An enemy of an enemy is not always our friend April 18, 2024
The reporters that were last to be axed by my former
publication have gone on a mission to get local governments to honor the
publication’s legacy, which was largely gutted by an idiot who inherited a
legitimate news organization and turned it into a joke.
We got taken over in 2016 with a lot of promises about
keeping the institution’s integrity only to have the old man who set it up die,
and his son – a rather pathetic twit –deciding he hated news and wanted to go
back to selling snake oil in the guise of newspaper inserts.
This is a man who apparently hated his father’s legacy so
much that he has made a career of destroying it, one pathetic newspaper at a
time.
This is a man who used his HR person as his personal hitman,
and like all bad cop movies, axed the HR person who he ran out of other people
to fire.
His crimes against journalism go far deeper than merely
destroying our institution, turning it into a pathetic joke, he – like the Romans
so many, many centuries ago, decided to salt the earth as to completely murder the
legacy, something I feared before I got axed in 2018 when he henchmen took off
with the print archive of our publication that went back to the early 1980s,
and refused to say what they did with it.
It only got worse. When they finally closed the doors on
those who actually did the work putting out the paper, the gutted the website
archive as well, and removed the bylines of those few stories from the past
they left untrampled on.
So, several generations of really worthy writers lost their
legacy, and worse, the area we covered lost a valuable and irreplaceable
history which can be found nowhere else.
What this idiot’s motives are, I can’t say – although as
pointed out, he most likely hated his father and by driving the stake into the heart
of the news organization, he is killing off a memory of man he apparently
blames for his own pointless life as a snake oil salesman.

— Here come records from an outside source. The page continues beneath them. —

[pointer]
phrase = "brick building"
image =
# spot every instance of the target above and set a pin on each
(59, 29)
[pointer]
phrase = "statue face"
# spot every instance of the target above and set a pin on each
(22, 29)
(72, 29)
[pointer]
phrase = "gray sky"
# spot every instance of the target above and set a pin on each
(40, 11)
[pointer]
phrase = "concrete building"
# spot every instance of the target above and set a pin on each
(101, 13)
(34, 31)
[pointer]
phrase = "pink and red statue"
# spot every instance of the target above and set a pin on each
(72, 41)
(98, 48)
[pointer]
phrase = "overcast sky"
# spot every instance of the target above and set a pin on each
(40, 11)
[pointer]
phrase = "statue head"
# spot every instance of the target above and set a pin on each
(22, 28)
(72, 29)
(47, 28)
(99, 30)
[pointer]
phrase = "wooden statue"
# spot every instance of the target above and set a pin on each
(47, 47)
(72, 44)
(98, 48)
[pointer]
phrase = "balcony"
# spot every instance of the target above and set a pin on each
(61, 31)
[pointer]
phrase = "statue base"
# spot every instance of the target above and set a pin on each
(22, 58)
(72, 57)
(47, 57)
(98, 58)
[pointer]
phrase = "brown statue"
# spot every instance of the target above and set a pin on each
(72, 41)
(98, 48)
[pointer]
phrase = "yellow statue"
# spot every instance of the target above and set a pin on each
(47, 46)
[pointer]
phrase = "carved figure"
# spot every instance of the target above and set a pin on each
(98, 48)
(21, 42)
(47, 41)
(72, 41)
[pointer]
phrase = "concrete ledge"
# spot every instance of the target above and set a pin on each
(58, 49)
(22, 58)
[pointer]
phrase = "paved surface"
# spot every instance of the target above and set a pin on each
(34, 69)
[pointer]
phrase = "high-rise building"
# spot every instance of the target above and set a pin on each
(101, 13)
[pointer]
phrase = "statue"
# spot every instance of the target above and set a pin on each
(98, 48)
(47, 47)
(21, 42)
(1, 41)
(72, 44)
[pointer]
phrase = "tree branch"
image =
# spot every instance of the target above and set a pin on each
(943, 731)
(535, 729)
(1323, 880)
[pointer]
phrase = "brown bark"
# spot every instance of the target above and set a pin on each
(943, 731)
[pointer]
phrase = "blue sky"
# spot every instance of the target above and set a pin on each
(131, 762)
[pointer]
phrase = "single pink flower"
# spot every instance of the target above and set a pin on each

I don’t blame the reporters for doing what they are doing, squeezing
out of his bad situation whatever juice and recognition denied them by this
demon, seeking to get the wider community to recognize a murder scene and to
help the victims of this heinous crime.
But in our society, even other journalists seem unwilling to
take on this criminal act or help repair this circular moron has done to journalism
itself, an argument my colleagues made in much less bitter tones at the public
portion of the meetings.
I spoke against the tribute for several reasons, because by
not pointing out this idiot’s hate crimes, we inadvertently honor him. It is
also questionable that we are asking the same public officials we are assigned
to monitor to take our side, when good journalism serves as a watch dog on
these people and to beg their aide against one of our own is a questionable
act.
Politicians are not our friends, not our allies, regardless
of how well-meaning there are, and to seek their aid is something like consorting
with the enemy. An enemy of an enemy is not always our friend.